Resilience-related Kubernetes labels by SageMaker HyperPod
Labels are key-value pairs that are attached to
Kubernetes objects
Node health status labels
The node-health-status
labels represent the status of the node health
and to be used as part of node selector filter in healthy nodes.
Label | Description |
---|---|
sagemaker.amazonaws.com/node-health-status:
Schedulable |
The node has passed basic health checks and is available for running workloads. This health check is the same as the currently available SageMaker HyperPod resiliency features for Slurm clusters. |
sagemaker.amazonaws.com/node-health-status:
Unschedulable |
The node is running deep health checks and is not available for running workloads. |
sagemaker.amazonaws.com/node-health-status:
UnschedulablePendingReplacement |
The node has failed deep health checks or health-monitoring agent checks and requires a replacement. If automatic node recovery is enabled, the node will be automatically replaced by SageMaker HyperPod. |
sagemaker.amazonaws.com/node-health-status:
UnschedulablePendingReboot |
The node has failed deep health checks or health-monitoring agent checks and requires a reboot. If automatic node recovery is enabled, the node will be automatically rebooted by SageMaker HyperPod. |
Deep health check labels
The deep-health-check-status
labels represent the progress of deep
health check on a specific node. Helpful for Kubernetes users to quickly filter for
progress of overall deep health checks.
Label | Description |
---|---|
sagemaker.amazonaws.com/deep-health-check-status:
InProgress |
The node is running deep health checks and is not available for running workloads. |
sagemaker.amazonaws.com/deep-health-check-status:
Passed |
The node has failed deep health checks or health-monitoring agent checks and requires a replacement. If automatic node recovery is enabled, the node will be automatically replaced by SageMaker HyperPod. |
sagemaker.amazonaws.com/deep-health-check-status:
Failed |
The node has failed deep health checks or health-monitoring agent checks and requires a reboot or replacement. If automatic node recovery is enabled, the node will be automatically rebooted by SageMaker HyperPod. |
Fault type and reason labels
The fallowing describes the fault-type
and fault-reason
labels.
-
fault-type
labels represent high-level fault categories when health checks fail. These are populated for failures identified during both deep health and health-monitoring agent checks. -
fault-reason
labels represent the detailed fault reason associated with afault-type
.
How SageMaker HyperPod labels
The following topics cover how labeling is done depending on various cases.
Topics
When a node is added to a SageMaker HyperPod cluster with deep health check config disabled
When a new node added into cluster, and if deep health check is not enabled for the instance group, SageMaker HyperPod runs the same health checks as the currently available SageMaker HyperPod health checks for Slurm clusters.

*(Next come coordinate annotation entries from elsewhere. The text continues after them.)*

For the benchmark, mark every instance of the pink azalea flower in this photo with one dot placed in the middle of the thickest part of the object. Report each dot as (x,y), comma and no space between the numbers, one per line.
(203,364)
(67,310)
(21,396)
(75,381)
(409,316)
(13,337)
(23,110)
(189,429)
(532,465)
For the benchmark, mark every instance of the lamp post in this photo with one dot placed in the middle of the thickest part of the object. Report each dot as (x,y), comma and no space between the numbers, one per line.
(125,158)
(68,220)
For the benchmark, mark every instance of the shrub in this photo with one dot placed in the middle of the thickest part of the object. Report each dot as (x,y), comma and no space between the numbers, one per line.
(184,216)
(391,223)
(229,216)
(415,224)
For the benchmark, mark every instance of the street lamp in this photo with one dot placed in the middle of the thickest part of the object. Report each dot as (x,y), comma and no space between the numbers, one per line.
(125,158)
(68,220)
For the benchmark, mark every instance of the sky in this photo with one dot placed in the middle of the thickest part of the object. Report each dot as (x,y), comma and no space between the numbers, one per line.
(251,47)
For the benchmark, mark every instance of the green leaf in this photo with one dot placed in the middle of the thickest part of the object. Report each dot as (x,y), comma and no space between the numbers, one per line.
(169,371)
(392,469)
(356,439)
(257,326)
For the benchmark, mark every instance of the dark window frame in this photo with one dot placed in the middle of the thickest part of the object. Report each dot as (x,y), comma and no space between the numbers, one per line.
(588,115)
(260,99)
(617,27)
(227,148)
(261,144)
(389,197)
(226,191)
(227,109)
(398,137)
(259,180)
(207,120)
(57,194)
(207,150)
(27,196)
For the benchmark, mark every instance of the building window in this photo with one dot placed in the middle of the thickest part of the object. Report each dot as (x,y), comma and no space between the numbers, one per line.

If the health check passes, the nodes will be marked with the following label.
sagemaker.amazonaws.com/node-health-status: Schedulable
If the health check doesn't pass, the nodes will be terminated and replaced. This behavior is the same as the way SageMaker HyperPod health check works for Slurm clusters.
When a node is added to a SageMaker HyperPod cluster with deep health check config enabled
When a new node is added into a SageMaker HyperPod cluster, and if the deep health check test is enabled for the instance group, HyperPod first taints the node and starts the ~2-hour deep health check/stress test on the node. There are 3 possible outputs of the node labels after the deep health check.
-
When the deep health check test passes
sagemaker.amazonaws.com/node-health-status: Schedulable
-
When the deep health check test fails, and the instance needs to be replaced
sagemaker.amazonaws.com/node-health-status: UnschedulablePendingReplacement
-
When the deep health check test fails, and the instance needs to be rebooted to rerun the deep health check
sagemaker.amazonaws.com/node-health-status: UnschedulablePendingReboot
If an instance fails the deep health check test, the instance will always be replaced. If the deep health check tests succeeds, the taint on the node will be removed.
When there are any compute failures on nodes
The SageMaker HyperPod health monitor agent also continuously monitors the health status of each node. When it detects any failures (such as GPU failure and driver crash), the agent marks the node with one of the following labels.
-
When the node is unhealthy and needs to be replaced
sagemaker.amazonaws.com/node-health-status: UnschedulablePendingReplacement
-
When the node is unhealthy and needs to be rebooted
sagemaker.amazonaws.com/node-health-status: UnschedulablePendingReboot
The health monitor agent also taints the node when it detects any node health issues.